The long run fallacy

5 May, 2016 at 10:06 | Posted in Economics | 5 Comments

It appears to me that one great cause of our difference in opinion, on the subjects which we have so often discussed, is that you have always in your mind the immediate and temporary effects of particular changes—whereas I put these immediate and temporary effects quite aside, and fix my whole attention on the permanent state of things which will result from them.

Letter from Ricardo to Malthus January 1817

long run.jpgOn this issue Keynes agreed with Malthus, and it was probably the debate between Ricardo and Malthus that Keynes was thinking about when he formulated his most well-known aphorism, in A Tract on Monetary Reform (1923):

But this long run is a misleading guide to current affairs. In the long run we are all dead. Economists set themselves too easy, too useless a task, if in tempestuous seasons they can only tell us, that when the storm is long past, the ocean is flat again.



  1. My own reading of Keynes is that while he did not focus entirely on the long-run, he wasn’t entirely focussed on the short-run either. In the short-run extrapolation from econometric is generally sound, uncertainty typically becomes dominant in the longer-term. The short run is normally at least days, but in crises it can become much less.

    So whatever Keynes might have thought, I think the hard ground is between Ricardo and Malthus, and it matters.

  2. “The most frequent fallacy by far today, the fallacy that emerges again and again in nearly every conversation that touches on economic affairs, the error of a thousand political speeches, the central sophism of the “new” economics, is to concentrate on the short-run effects of policies on special groups and to ignore or belittle the long-run effects on the community as a whole.”
    — Henry Hazlitt in Economics in One Lesson

    • The “One Lesson” of Henry Hazlitt is not to allow only for the long run, but it was specifically to examine the current situation but most importantly to include more than the single effect about which many would-be economists are interested. In fact there are always two opposing effects that apply (or even more) and this kind of macro-economy is what is modeled in my recent book.

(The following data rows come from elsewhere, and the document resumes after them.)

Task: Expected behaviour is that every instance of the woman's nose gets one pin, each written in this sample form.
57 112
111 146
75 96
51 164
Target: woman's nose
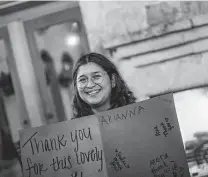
90 83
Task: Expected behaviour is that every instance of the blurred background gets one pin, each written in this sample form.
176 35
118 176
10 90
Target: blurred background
159 47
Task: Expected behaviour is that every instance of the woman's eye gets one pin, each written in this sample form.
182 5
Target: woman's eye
97 76
83 80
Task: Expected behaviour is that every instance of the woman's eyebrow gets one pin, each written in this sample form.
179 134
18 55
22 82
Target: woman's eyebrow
95 72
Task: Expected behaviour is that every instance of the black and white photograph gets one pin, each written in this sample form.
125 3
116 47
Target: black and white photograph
64 60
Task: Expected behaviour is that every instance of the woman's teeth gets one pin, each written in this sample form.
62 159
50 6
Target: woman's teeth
93 92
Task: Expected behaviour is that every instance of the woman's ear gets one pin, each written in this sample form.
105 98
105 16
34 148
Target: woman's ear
113 81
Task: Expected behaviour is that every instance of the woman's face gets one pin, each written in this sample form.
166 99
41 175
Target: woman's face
94 85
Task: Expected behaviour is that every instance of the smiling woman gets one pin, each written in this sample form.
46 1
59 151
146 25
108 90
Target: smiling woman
98 86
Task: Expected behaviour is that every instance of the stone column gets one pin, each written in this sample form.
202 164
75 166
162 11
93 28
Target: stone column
26 86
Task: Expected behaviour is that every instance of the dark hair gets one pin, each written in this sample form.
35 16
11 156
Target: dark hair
120 95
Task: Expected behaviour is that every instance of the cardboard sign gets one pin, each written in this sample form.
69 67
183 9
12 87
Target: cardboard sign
144 140
138 140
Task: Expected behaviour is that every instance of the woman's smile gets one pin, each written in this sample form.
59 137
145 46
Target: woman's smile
93 92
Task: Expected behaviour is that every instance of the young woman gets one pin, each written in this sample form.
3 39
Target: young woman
98 86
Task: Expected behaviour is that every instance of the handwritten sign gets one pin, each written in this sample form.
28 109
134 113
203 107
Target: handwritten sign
138 140
66 149
143 139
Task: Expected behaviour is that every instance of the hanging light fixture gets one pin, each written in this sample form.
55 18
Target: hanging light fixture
73 38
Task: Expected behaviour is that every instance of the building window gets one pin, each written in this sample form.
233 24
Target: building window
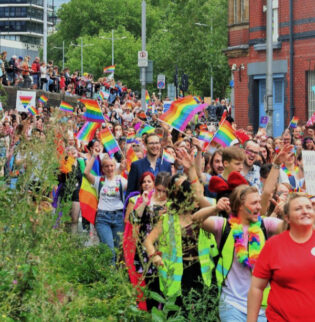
275 21
311 93
238 11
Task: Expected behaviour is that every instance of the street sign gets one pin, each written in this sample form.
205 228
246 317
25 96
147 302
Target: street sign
148 73
161 81
142 58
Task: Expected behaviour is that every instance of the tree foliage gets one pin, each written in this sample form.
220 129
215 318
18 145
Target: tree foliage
173 38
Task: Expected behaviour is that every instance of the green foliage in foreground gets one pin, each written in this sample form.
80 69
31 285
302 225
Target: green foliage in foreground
46 274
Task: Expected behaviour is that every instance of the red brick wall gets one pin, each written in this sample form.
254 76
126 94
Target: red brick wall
304 56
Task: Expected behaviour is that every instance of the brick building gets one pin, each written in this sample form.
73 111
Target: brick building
293 60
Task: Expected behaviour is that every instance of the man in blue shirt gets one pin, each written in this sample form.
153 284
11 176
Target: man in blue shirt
152 162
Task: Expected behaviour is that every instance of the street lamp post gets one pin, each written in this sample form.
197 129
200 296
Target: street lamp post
81 52
63 53
113 44
211 73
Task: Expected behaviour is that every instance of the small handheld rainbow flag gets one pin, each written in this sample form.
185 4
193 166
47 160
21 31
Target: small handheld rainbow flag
147 97
182 111
103 95
93 112
25 100
109 142
109 69
205 136
130 137
130 157
167 156
32 110
43 99
87 131
64 106
146 129
294 122
225 134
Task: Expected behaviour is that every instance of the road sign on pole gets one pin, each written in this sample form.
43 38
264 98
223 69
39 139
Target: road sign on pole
142 58
161 81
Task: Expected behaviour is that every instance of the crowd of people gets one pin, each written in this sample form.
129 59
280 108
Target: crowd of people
26 73
236 218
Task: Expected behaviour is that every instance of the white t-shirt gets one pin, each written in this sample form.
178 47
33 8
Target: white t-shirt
110 198
237 283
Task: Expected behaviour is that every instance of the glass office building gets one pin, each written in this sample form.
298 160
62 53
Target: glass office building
23 20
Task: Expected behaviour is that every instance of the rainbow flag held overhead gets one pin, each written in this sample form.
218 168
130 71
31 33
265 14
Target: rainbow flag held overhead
294 122
146 129
147 97
87 194
130 157
93 112
131 137
43 99
87 131
182 111
25 100
103 95
32 110
205 136
167 156
225 134
109 69
64 106
109 142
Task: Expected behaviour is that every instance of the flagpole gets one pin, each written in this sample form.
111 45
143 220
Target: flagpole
110 131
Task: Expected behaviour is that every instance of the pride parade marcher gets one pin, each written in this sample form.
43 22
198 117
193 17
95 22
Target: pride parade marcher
287 262
182 255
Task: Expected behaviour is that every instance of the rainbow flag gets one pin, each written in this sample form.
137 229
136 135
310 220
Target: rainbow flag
93 112
225 134
168 157
130 157
224 116
25 100
87 194
32 110
137 126
182 111
205 136
64 106
43 99
103 95
146 129
130 137
87 131
294 122
109 142
109 69
147 97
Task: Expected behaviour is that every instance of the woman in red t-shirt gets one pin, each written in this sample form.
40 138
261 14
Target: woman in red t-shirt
288 262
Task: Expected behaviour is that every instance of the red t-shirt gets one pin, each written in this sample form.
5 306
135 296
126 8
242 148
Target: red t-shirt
290 267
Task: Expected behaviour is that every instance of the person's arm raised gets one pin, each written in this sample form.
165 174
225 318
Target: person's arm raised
273 176
201 215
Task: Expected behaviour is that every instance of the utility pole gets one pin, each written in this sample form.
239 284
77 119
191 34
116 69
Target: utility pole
45 33
269 80
63 53
143 38
81 45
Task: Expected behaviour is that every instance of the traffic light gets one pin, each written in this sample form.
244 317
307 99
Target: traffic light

  3. Yes of course why would you bother dealing with the trials and tribulations of tens of millions currently unemployed when you can fantasize about all those happily enjoying the fruits of full employment at some point in the future, a point in time which recedes into the future at the rate at which time passes.

    Fantasy as panacea.

  4. I think the best along this line is Harry Hopkins:
    “People don’t eat in the long run. They eat every day.”